I wanted to add to what Cam said but staying silent felt right. I knew exactly what he was saying. I probably felt it more than he did. Many nights I’d cried myself to sleep, wishing I’d had him in my and Jackson’s life. One of them being the night Jacks was born. I would’ve given anything to see the look on Cam’s face when his newborn son was placed in his arms.
There were many things I’d found myself wanting Cam to be there for, but I permanently moved away from those thoughts because they were too painful. I’d moved forward, and when those thoughts hit me, it was like taking ten steps back.

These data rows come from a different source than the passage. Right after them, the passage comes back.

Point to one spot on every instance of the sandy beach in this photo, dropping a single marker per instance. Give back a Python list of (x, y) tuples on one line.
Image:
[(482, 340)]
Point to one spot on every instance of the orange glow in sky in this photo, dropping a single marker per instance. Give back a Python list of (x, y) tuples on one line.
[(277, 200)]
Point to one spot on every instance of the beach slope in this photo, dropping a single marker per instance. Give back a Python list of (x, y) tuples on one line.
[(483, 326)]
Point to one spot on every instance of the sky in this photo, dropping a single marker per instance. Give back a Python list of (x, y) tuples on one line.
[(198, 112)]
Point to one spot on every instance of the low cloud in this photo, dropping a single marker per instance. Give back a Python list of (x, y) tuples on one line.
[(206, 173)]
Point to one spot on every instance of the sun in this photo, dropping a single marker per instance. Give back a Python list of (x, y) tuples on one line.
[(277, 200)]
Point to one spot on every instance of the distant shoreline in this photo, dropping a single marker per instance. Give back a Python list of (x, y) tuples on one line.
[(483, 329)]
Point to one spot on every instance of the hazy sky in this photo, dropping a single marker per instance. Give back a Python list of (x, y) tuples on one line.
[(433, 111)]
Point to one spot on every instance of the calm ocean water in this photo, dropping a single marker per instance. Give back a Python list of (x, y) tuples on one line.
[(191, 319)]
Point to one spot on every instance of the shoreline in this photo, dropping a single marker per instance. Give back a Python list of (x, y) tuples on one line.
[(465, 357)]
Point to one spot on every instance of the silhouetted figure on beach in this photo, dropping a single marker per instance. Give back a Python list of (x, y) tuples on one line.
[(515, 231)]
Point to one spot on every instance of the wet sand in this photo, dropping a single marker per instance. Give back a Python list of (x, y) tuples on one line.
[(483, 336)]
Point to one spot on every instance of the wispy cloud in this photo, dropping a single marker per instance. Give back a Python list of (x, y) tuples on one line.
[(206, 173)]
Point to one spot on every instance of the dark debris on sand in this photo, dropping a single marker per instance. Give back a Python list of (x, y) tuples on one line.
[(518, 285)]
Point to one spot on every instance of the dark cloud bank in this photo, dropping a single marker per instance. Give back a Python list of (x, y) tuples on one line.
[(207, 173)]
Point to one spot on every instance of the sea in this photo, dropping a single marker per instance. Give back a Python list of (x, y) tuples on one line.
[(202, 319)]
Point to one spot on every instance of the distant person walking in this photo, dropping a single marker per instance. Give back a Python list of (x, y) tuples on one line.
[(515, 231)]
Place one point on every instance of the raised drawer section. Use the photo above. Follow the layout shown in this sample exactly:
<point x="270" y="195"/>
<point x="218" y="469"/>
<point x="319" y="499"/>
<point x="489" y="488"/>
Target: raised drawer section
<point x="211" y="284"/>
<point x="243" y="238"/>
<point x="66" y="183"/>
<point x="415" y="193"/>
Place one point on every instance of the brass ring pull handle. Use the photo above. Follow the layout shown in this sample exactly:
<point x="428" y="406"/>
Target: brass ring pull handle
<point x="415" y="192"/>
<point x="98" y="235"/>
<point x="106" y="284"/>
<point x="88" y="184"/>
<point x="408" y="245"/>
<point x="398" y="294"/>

I wanted to tell Jacks everything, but I was all for following Cam’s advice and keeping away from all stressful situations. Learning his doctor was his bio father would certainly trip him out, and of course, Cam was right. Jacks was very protective of me, but I knew in my heart that my boy wanted his mom to be happy.
Chapter Thirty-Three
Cam
I’d love to say that having my lady back in my arms felt like I’d never lost her, but I could sense the change that time had caused. It wasn’t a bad thing, but something haunted me, knowing I’d missed so much.
A week ago, I wouldn’t have given a fuck about the time and distance between us. I would’ve just been grateful that this beautiful woman and my son were in my life, and I would do everything in my power to keep them happy until the day I checked out of this life. However, now I was having a strange download of emotions, filling the void I’d never known existed without them in my life.
“Hey, man,” Collin said as he joined me, eating lunch alone in the hospital cafeteria.